The installation is comprised of two 8.5' wide DVD projections on opposing
walls of a 24' square gallery, and two stereo soundtracks. Although
not synchronized, DVD1 and DVD2 play at the same time and continuously
-- the play order is shuffled and there is no beginning or end. Each
image/sound segment in DVD1 was conceived to play in relationship to
each image/sound segment in DVD2.
Errant Behaviors emerges out of Anne Wilson’s work Topologies,
a sculpture first shown in the 2002 Whitney Biennial. The idea of working
with moving images came directly from the kinds of viewer responses
to Topologies -- projections of sci-fi scenarios, odd cityscapes, and
futuristic worlds. In Errant Behaviors, the latent associations and
meanings of Topologies are emphasized, enlivened, and acted out.
There is a relationship between humor and a darker aspect to the content
in Errant Behaviors, evolving ideas about quirky growth, sometimes playful
and sometimes sinister-seeming relationships, rude actions, repetitions
and accumulations.

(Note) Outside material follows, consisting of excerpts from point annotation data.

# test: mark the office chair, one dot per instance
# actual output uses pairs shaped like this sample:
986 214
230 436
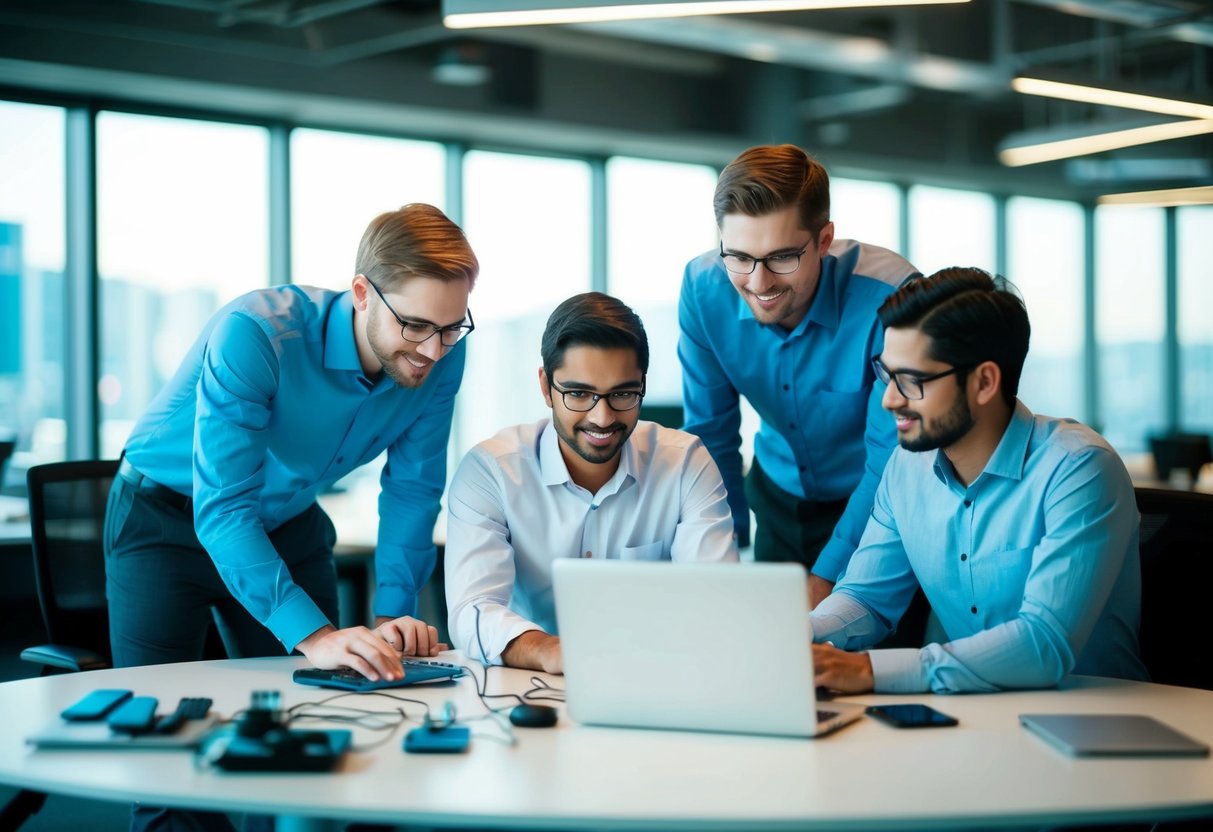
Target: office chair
67 513
1177 573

The behaviors of Errant Behaviors have to do with
aspects of impropriety, aggression and accident.
The sound compositions (Shawn Decker’s contribution to the collaboration)
utilizes both processed recorded and found sounds to create environments
of sonic activity that mirror the behavior of the visual images. The
sound in some segments has a singular presence; other segments have
a more cinematic presentation; some employ partially synchronized sound
within a sonic environment. There is consideration throughout of the
relationships between natural, human, and synthetic rhythms. The sound,
played through four loudspeakers (2 for each DVD) intermingles, creating
a single aural environment and drawing the two DVD projections together
– often in interesting and odd ways.